Can benzoyl peroxide be made more effective?
Toledo dermatologist says 'yes,' by adding stimulant, accelerator, modifying vehicle
Toledo — Benzoyl peroxide has been used for acne since the 1960s in various over-the-counter and prescription creams, lotions and washes. It remains the most cost-effective acne regimen by some accounts (Lancet 2004;364:2188).
It may be possible to make a more effective benzoyl peroxide product via a stimulant, an accelerator and modification of the vehicle.
Our basic premise is that the most active biological form of benzoyl peroxide is its radical state. This is certainly true in chemistry and in industry. For example, benzoyl peroxide radicals initiate a process called polymerization that is for used for human bone cements and for mending cracks on the wings of airplanes. Benzoyl peroxide radicals have also demonstrated increased antibacterial coverage.

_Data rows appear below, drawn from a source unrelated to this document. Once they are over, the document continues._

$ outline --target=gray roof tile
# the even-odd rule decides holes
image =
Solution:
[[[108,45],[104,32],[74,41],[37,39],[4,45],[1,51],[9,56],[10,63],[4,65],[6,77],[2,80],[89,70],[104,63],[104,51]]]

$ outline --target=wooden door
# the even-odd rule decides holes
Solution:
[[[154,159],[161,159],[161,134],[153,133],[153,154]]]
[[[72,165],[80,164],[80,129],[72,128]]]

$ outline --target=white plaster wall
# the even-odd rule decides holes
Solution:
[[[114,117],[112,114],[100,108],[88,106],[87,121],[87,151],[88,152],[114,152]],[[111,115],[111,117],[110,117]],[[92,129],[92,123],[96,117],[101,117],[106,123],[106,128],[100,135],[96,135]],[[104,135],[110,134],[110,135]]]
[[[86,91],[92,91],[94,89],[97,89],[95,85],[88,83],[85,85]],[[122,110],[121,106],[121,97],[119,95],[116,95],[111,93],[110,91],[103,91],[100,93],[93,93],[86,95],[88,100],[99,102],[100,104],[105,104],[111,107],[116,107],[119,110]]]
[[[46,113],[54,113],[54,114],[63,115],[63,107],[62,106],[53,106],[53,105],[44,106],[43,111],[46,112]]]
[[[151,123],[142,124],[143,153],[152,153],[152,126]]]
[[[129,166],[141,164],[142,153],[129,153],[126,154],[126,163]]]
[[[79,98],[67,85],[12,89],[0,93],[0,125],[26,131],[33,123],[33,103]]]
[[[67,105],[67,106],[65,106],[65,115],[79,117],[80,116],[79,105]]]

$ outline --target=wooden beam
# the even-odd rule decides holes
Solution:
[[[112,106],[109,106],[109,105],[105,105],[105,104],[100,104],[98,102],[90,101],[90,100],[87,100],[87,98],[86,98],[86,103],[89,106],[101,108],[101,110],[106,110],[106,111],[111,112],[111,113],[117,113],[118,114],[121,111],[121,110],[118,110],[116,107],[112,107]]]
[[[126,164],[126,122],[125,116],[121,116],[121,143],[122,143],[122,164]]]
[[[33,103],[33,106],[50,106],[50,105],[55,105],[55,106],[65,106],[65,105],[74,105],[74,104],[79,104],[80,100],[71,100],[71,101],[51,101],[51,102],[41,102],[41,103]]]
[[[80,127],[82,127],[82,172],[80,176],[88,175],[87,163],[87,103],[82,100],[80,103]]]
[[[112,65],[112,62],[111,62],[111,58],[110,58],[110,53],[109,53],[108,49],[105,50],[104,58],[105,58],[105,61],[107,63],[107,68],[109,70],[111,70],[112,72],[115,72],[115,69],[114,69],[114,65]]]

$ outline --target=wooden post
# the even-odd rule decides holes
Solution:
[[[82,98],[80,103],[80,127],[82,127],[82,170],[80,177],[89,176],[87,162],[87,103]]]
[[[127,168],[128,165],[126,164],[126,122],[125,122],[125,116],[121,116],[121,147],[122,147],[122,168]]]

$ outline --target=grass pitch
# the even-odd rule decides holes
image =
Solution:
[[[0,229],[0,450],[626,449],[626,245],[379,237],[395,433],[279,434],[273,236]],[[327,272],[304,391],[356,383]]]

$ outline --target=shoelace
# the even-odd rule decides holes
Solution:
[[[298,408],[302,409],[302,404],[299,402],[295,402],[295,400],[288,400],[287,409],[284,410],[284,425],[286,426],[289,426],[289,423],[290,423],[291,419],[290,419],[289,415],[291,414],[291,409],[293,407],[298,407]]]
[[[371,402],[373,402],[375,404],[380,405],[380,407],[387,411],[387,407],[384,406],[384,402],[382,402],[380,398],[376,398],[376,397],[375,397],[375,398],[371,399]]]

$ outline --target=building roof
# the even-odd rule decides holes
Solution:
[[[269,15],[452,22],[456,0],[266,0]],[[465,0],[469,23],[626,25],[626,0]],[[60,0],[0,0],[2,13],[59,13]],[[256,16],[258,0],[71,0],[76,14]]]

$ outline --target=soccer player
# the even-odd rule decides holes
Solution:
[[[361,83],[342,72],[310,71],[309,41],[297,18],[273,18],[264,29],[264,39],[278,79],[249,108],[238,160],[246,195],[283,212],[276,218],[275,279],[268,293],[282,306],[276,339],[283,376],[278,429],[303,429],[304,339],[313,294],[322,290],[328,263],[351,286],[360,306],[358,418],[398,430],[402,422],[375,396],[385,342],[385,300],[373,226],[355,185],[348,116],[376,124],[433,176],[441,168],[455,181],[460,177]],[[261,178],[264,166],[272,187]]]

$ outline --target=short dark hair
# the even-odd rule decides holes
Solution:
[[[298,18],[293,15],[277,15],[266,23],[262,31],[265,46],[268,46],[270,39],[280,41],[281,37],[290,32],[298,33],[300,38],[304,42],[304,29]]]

Accepting this tenet, the preferred stimulant for the formation of radicals is a tertiary amine, which is a substance that has an accessible nitrogen molecule that is already partially saturated with carbon molecules. This tertiary amine readily converts benzoyl peroxide into its more active radical state by the transference of electrons.
Erythromycin and clindamycin have tertiary amines in their chemical structures. It would be our contention that the expanded antibacterial coverage and clinical benefit of combining these two antibiotics with benzoyl peroxide is in the higher production of benzoyl peroxide radicals (and not the mere fact that both agents have antibacterial properties). My son, who is now a dermatology resident at Chapel Hill, revealed the synergistic activity of benzoyl peroxide and erythromycin, explained the biochemistry of this reaction, and offered a method to quantitate benzoyl peroxide radicals in Skin Pharmacology and Skin Physiology (2000;13:292-296). Additionally, we have performed studies seemingly revealing that one can achieve equal results (to the combination of benzoyl peroxide with erythromycin and/or clindamycin) using other tertiary amines, which are not antibiotics, with benzoyl peroxide.
From chemistry and industry, we know that trace metals, such as zinc, can accelerate this reaction (between benzoyl peroxide and a tertiary amine) by reducing the energy level needed for the production of benzoyl peroxide radicals.
There are several methods by which one can alter the environment to maximize the production of benzoyl peroxide radicals. One method is simply warming the skin with light or heat. The reaction is also more productive when the base has low water content with a lot of PEG units.
Benzoyl peroxide radicals are formed and have their biological effects within seconds. It is our belief that one should mix the benzoyl peroxide with the tertiary amine on the skin surface to maximize clinical results.
In the coming year we should have two publications on our in vivo and in vitro findings on combining benzoyl peroxide with tertiary amines so that others can properly assess the value of our research.
Dr. Burkhart is clinical professor at the Medical University of Ohio at Toledo.